A house in Puerto Rico wrecked by Hurricane Maria

In the mountains, it’s water. People kept saying, “We can’t believe that they haven’t figured out a way to help us have a regular water supply. We’re going down to the river and trying to get water.”

Were there events or experiences that were particularly striking to you?

There’s one photo of me with the kids by a bus. That was a group of kids that I met with up in Villalba, in the mountains. Those kids had just started school that week, since the hurricane. And so they were kind of excited about it.
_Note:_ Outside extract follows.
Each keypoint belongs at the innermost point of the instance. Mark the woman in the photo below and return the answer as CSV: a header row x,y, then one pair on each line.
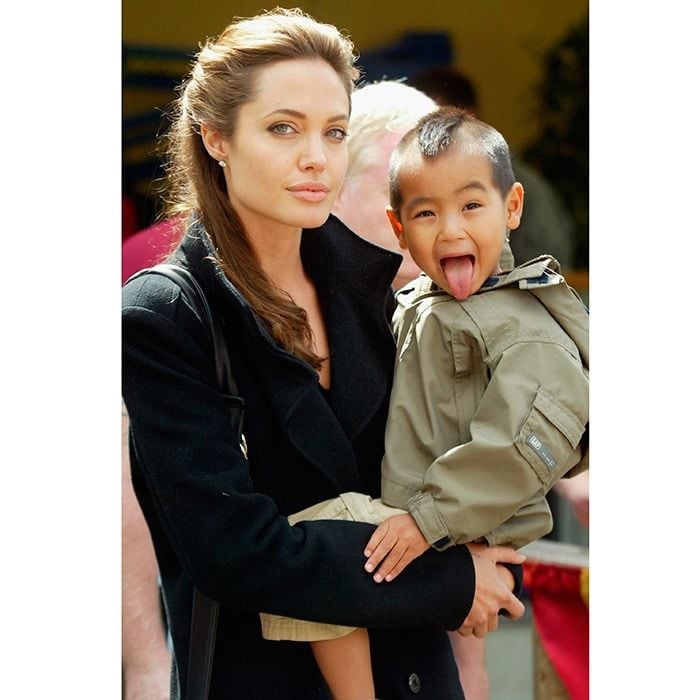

Boston Medical Center psychiatrist Lisa Fortuna stands with school children and school bus in Puerto Rico during a Project Hope relief trip in the aftermath of Hurricane Maria

And we were doing a little bit of deep breathing—the kid version—and then we were also talking about some yoga stretches. And we were talking about trees, and which trees survived. They were saying that some trees broke, some trees fell down, and they were talking about the flexible trees that flex with the wind. So we talked about being flexible like those trees. And so we did these yoga stretches and flexed, and talked about being flexible, being strong. And it kind of went with the theme of the trees and resilience.

It’s a theme that I heard, talking with people, even in the sadness: how to be resilient, how to flex with this thing, and how to feel reconnected with the roots and the culture and the Earth and each other.

I think Puerto Rico is still beautiful, so there are shots like that, that are at least reassuring to the diaspora that it’s still beautiful. The green is back.

Rolling green hills in Puerto Rico

For those who want to help, Lisa Fortuna suggests donating to the Massachusetts United for Puerto Rico Fund, which is dedicated to relief and recovery efforts in Puerto Rico after Hurricane Maria and supports grassroots organizations helping Puerto Ricans displaced to Boston and the commonwealth as a result of the destruction.